C’est un projet qui s’est monté de manière organique dans le temps. Il s’est construit à partir d’amis d’enfance qui se connaissaient depuis leur 5 ou 10 ans et faisaient de la musique ensemble dans des orchestres, puis avec leur amis d’amis, par le bouche-à-oreille, etc. Un jour, l’un d’entre eux, Étienne Jarrier, a proposé une réunion un peu plus grande pour enregistrer des pièces et il y a eu une première vague de recrutement. C’était il y a un an et je suis arrivée à ce moment là. L’orchestre a donc commencé à des moments différents pour plein de personnes. Mais début 2022, on a cofondé l’association et c’est devenu plus officiel. Maintenant, on est une batterie de 120-150 personnes avec des musiciens professionnels comme des amateurs, avec 60 à 70 personnes disponibles pour faire des répétitions toutes les six semaines.

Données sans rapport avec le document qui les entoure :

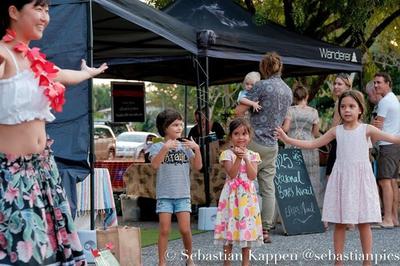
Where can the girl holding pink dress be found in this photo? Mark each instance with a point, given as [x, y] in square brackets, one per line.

Qu’est-ce que ça veut dire concrètement un « orchestre engagé pour la justice sociale et climatique » ?
L’orchestre est composé de personnes qui aiment la musique ou veulent en faire leur métier, mais qui au bout d’un moment se sont demandées pourquoi elles faisaient de la musique. Arrive un moment où on ne peut plus faire que de l’art. C’est un besoin général pour tous les participants de donner du sens à sa pratique artistique, car l’orchestre engagé ou la musique classique engagée, ça n’existe pas beaucoup. Nous, on souhaite créer un mouvement commun d’espoir, d’ambitions, de se donner la force de faire ce qu’on aime en montant des projets qui ont du sens.
Concrètement, ça s’incarne de manière pratique dans nos moyens de production : on essaye de manger végétarien lors de nos répétitions, on se pose des questions pour avoir le moins d’impact lors de nos déplacements ou pour faire notre communication. On écoute aussi des podcasts ou on regarde des films ensemble, pour que l’orchestre soit aussi un laboratoire de réflexion. On a aussi monté un groupe d’actions, qui fait des actions militantes dans le sens plus commun du terme. Et en matière de justice sociale, on est très conscients que la musique classique est un domaine de blancs privilégiés, alors on essaye de trouver des manières d’inclure plus largement : on évite de faire des recrutements de personnes qui sortent des meilleurs conservatoires et ont déjà énormément d’opportunités, on va plutôt se présenter dans des conservatoires en banlieue. On met aussi en place des tarifs spécifiques lors de nos résidences pour qu’il y ait toujours plusieurs personnes qui puissent participer gratuitement.
Mais plus largement, on s’interroge sur le « nouveau monde » qu’on a envie de construire ensemble, à travers nos projets.
Comment l’art et la musique en particulier peuvent-ils jouer un rôle dans la crise écologique ?
C’est une grande question. Je suis persuadée que l’art a une place cruciale parce qu’il a cette capacité d’amener des questionnements. L’art peut nous guider à différents endroits pour mieux penser et concevoir le monde, y compris pour discerner nos comportements problématiques. Surtout, notre rôle dans la musique ou dans l’art, je dirais que ce n’est pas de trouver des nouvelles matières innovantes, de faire de nouvelles découvertes, mais de proposer de nouveaux récits et imaginaires. J’ai l’impression que l’art peut porter un message engagé. C’est un véhicule hyper puissant, un médium d’expression qui touche à un autre niveau que les informations ou qu’un amas de chiffres. Ça éveille une autre zone de sensibilité. Mêlée à des mots, la musique porte un message encore plus puissant que des mots tous seuls. Et elle porte en elle la magie de pouvoir rassembler des publics différents, qui vont pouvoir être amenés vers un sujet comme l’écologie.
Où vous entendre prochainement ?
Nous sommes en train de terminer la préparation d’une création autour de Pierre et le Loup, à partir d’un texte réécrit. Nous le présenterons le 22 janvier à Chatou en banlieue parisienne, à l’école Perceval, lors d’une représentation ouverte au public, ainsi que samedi 28 janvier dans le cinéma Louis Jouvet de la même ville, à la fin du festival du film d’écologie. Nous présenterons ensuite cette création principalement dans des écoles, avant de la rejouer le 13 juillet au château de Chambord.